Earn is a funny word. In the past few days I’ve evaluated the way I use the word “earn” in my everyday life and the way it affects my mentality on various topics. It’s so easy to be proud of earning something that feels like it just fell into your lap, but it’s also too easy to make excuses for shortcomings. I very rarely say that I earned something I don’t want. I think my biggest issue recently has been expecting more than I have actually earned. There are definitely times when reality is not fair and we don’t get anything near what we earned, or when we are gifted some kind of hardship or penalty that we did not earn. That’s life, and I don’t believe in beating myself up over every little thing that doesn’t go exactly how I worked for it to go. But on the other hand, I think it’s worthwhile to challenge myself for just one month to really analyze what I earn and how I respond to earning things I don’t want.
Over the past few days I’ve mostly focused on how I apply “earn” to working out and getting back in shape. Things would seemingly go great for a few days and I’d celebrate my success, and then when it would turn around and I’d have a bad day or two I’d curse the universe, because, well, it obviously wasn’t my fault. Right? That’s when I really started to focus on “earn.” When I really got down into the nitty gritty of it, I was earning a few small successes, but I was also very assuredly earning my failures as well. I was falling into the trap of over-congraduatlating myself for small victories, and ignoring or dismissing my shortcomings.
“I’ve had 8 glasses of water today! I’m a rock star!”
“I ran one mile today! I’m making big changes!”
“I’ve eaten mass amounts chocolate everyday, sat on my behind in front of the TV for multiple hours on end, and eaten heavy and calorie dense dinners without tracking my food…. how could I gain a pound?!?! That’s just not right?!?! I didn’t earn that!”
There are going to be days where I have a horrible, craptastic run, just because. Or when I gain 3 pounds out of nowhere, just because. I realize this and I don’t believe in holding myself accountable for every little thing.

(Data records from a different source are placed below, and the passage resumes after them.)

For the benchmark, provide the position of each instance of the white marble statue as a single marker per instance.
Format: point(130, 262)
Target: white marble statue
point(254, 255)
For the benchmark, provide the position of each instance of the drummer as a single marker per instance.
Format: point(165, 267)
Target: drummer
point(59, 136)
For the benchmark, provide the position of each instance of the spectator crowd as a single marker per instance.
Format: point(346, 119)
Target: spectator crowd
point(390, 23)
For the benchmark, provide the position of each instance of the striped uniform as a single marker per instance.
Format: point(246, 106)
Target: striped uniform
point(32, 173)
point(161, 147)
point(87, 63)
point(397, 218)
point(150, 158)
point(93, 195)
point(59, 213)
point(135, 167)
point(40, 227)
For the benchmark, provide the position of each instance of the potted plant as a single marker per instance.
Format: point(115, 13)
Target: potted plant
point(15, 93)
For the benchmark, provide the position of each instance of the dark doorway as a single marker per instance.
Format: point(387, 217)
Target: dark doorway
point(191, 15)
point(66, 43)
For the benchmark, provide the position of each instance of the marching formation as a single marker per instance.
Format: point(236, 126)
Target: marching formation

Unfortunately, I’m starting to realize that my line between earning a crappy workout or a weight gain, and it just being a bad day or a random fluctuation has blurred to the point of almost disappearing. I’ve fallen into a habit of not holding myself accountable enough to actually make a change.
I guess that’s really my goal for the month with “earn.” I want to increase my awareness of what I actually work to achieve, and what just happens because of life.